Oriental Carbon & Chemicals - Sulphur springs
By Kaustubh Ghotikar |
8/15/2011 4:36 PM Monday
With a five-year CAGR of 57.64 per cent, and 25.54 per cent in topline and bottomline, its status as market leader in its product line, doubling of capacities, good clientele both in the domestic and international markets, a 10-year dividend-paying track record and PE of merely 3.4x, Oriental Carbon & Chemicals Ltd. merits a second look. Hence, we recommended this scrip, which is currently available at Rs 119.
Part of the J P Goenka Duncan Group, Oriental Carbon & Chemicals Ltd. (OCCL) is the manufacturer of insoluble sulphur and sulphuric acid. Insoluble sulphur, generates 90 per cent of its revenues, while the balance comes from sulphuric acid. Insoluble sulphur is a vulcanising agent that increases the durability of rubber, and hence, OCCL’s products find application mainly in the tyre industry. Of the total insoluble sulphur revenues, nearly 60 per cent come from exports, while the balance comes from domestic sale.
While it looks like a plain vanilla business, what one needs to know is that OCCL is the only manufacturer of insoluble sulphur in India. Thus, it stands to be a direct beneficiary of the tyre industry. OCCL already has an envious list of clients that includes Bridgestone, Continental AG, Kumho Tyres, Goodyear on the international front, and Apollo Tyres, Bridgestone India, Ceat Tyres, MRF Tyres, Goodyear India, Birla Tyres, and J K Tyres on the domestic front. In fact, OCCL is a preferred supplier to international tyre companies.
The icing on the cake is the fact that most of the tyre companies in India are currently on an expansion spree. International companies such as Michelin and Yokohama too, are setting up tyre capacities in India. In India, there is also a shift towards radialisation of tyres, which consumes more insoluble sulphur. While 98 per cent of passenger cars are radialised, radialisation of commercial vehicles is still less at 12 per cent, and presents a good growth opportunity. All of this should create incremental demand for OCCL’s insoluble sulphur in the coming years.

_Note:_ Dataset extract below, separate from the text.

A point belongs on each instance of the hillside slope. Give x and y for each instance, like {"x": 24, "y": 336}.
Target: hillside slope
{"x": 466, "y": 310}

OCCL is fully poised to take advantage of these opportunities, by almost doubling its insoluble sulphur capacity by 11000 MTPA, taking it to 23000 MTPA in two phases at the Mundra SEZ. The trial runs for Phase I (5500 MTPA) have started, while Phase II is expected to be commissioned in Q4 FY12, and once completed, this expanded capacity would push its revenues to a different trajectory altogether. In fact, a reliable source tells us that post the Phase II commissioning, OCCL could continue into Phase III and Phase IV expansion of insoluble sulphur capacity at Mundra SEZ. According to OCCL’s annual report, its land at Mundra SEZ is big enough to support another 11000 MTPA of capacity. The only concern is that, if an auto slowdown occurs domestically or globally, OCCL could bear the brunt of the same.
On the financial front, OCCL started Q1 FY12 on a strong note, with a 34 per cent topline growth to Rs 47.34 crore, while profits grew by 6 per cent to Rs 7.79 crore. At these numbers, OCCL’s valuations look quite low at a PE and EV/EBIDTA of merely 3.3x and 3.4x respectively. One can grab the scrip with a year’s target of 150.